Eine Datenbank für Sensorsysteme
DeLaval. Digitale Landwirtschaft integriert intelligente, nachhaltige Arbeitsweisen und fördert die Vernetzung sowie Effizienz- und Produktivitätssteigerungen durch datengesteuerte Erkenntnisse. Digitale Werkzeuge wie DeLaval Plus sind darauf ausgelegt, Daten in verwertbare Erkenntnisse umzuwandeln:
- Bei der Verhaltensanalyse überwachen Ohrmarkensensoren zusammen mit Künstlicher Intelligenz das Verhalten und die Gesundheit jeder Kuh in Echtzeit. Sie verfolgen die Aktivität, das Wiederkäuen und die Fressgewohnheiten, um Gesundheitsprobleme frühzeitig zu erkennen. Diese Daten helfen auch bei der Optimierung von Fütterungspraktiken und der Verbesserung des Herdenmanagements. Darüber hinaus identifiziert das System mithilfe von Künstlicher Intelligenz brünstige Kühe und empfiehlt den optimalen Zeitpunkt für die Besamung. Es ermöglicht eine genaue Echtzeitortung der Kühe im Stall. Die Überwachung des Aufenthaltsortes rund um die Uhr ermöglicht die Analyse der Zeit, die Kühe in den verschiedenen Stallbereichen verbringen, und erleichtert so das Erkennen von Veränderungen in ihrem normalen Tagesablauf.

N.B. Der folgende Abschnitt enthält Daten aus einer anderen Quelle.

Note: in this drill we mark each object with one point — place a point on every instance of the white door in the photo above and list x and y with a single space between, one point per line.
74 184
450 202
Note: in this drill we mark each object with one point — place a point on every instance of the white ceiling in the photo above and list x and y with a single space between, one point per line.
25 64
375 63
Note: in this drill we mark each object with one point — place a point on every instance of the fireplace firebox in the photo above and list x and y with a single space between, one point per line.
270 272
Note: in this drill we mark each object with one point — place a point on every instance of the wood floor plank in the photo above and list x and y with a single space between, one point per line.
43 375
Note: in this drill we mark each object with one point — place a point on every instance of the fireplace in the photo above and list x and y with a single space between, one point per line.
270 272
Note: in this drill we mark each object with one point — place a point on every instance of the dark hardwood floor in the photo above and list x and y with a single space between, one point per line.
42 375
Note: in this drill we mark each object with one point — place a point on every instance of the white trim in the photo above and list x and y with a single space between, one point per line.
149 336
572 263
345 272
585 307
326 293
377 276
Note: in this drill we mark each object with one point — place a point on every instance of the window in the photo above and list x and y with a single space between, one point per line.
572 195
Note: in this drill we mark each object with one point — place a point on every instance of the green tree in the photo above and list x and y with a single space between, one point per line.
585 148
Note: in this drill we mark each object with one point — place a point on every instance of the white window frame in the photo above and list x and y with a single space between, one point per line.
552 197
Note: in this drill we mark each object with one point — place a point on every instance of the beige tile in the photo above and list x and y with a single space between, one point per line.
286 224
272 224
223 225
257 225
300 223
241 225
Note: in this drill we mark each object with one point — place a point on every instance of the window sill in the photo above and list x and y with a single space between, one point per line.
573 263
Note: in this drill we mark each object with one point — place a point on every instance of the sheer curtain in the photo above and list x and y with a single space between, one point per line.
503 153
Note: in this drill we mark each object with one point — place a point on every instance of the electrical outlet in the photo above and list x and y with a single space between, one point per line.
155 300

- Datenanalysen mithilfe des KI-Modells DeepBlue, um Empfehlungen auf der Grundlage aktueller und historischer Daten zu geben. Sie helfen dem Landwirt, die bisherige Leistung zu verstehen und Möglichkeiten zur Verbesserung zu erkennen. Wer mit dem Melksystem »VMS™ V310« arbeitet, kann zudem auf die Anwendung »Reproduktionsleistung RePro« zugreifen. Damit wird der Progesteronspiegel in der Milch aufgezeichnet.
- Mit Prognosen zur künftigen Tiergesundheit und Betriebsleistung unterstützt das System den Milchviehhalter bei der Planung und Verbesserung des Melkens, der Fütterung und des gesamten Managements. Dazu gehört auch die Anwendung »Krankheitsrisiko«, die mithilfe Künstlicher Intelligenz frühe Anzeichen von Krankheiten wie Mastitis oder Ketose erkennt, eine rechtzeitige Behandlung ermöglicht und potentielle Verluste reduziert.